L’auteur des additions aux projets de cahier voit, lui, le salut dans une réglementation plus sévère des hôtels garnis et dans les lois répressives applicables aux femmes entretenues[4].

Un seul cahier, celui du clergé de Vouzon, demande que l’on favorise et que l’on multiplie les maisons établies pour « retirer les personnes du sexe qui, prévenues de leurs égarements, cherchent un asile contre la séduction ».

Les théories des écrivains qui réclamaient l’égalité civile des deux sexes n’ont pas laissé également d’avoir quelque influence. Et, du moment où l’on songe à une réforme générale de la législation, quelques-uns pensent à faire disparaître les inégalités choquantes qui, au détriment des femmes, subsistent dans les lois. À vrai dire, les revendications de cette nature sont assez peu nombreuses. Seuls les cahiers de Neury-en-Sullan (bailliage d’Orléans), du Tiers-État de Cambrai, du Tiers-État de Chartres s’élèvent contre le droit de masculinité et demandent que les successions soient partagées également entre les enfants.

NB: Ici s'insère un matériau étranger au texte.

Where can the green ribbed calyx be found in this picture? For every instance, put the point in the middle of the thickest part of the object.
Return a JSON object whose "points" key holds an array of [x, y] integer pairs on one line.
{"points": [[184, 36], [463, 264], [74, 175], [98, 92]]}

Encore ne s’agit-il, pour eux, que de successions roturières.

  1. Cahier du Tiers-État de Bordeaux.
  2. Brochure déposée à l’assemblée du clergé.
  3. Qui avait exposé ces idées dans le Pornographe.
  4. « Qu’il soit défendu aux femmes de tout étage d’avoir un hôtel et d’occuper un appartement au-dessus de 400 livres, qu’il leur soit interdit de louer des loges à l’année. »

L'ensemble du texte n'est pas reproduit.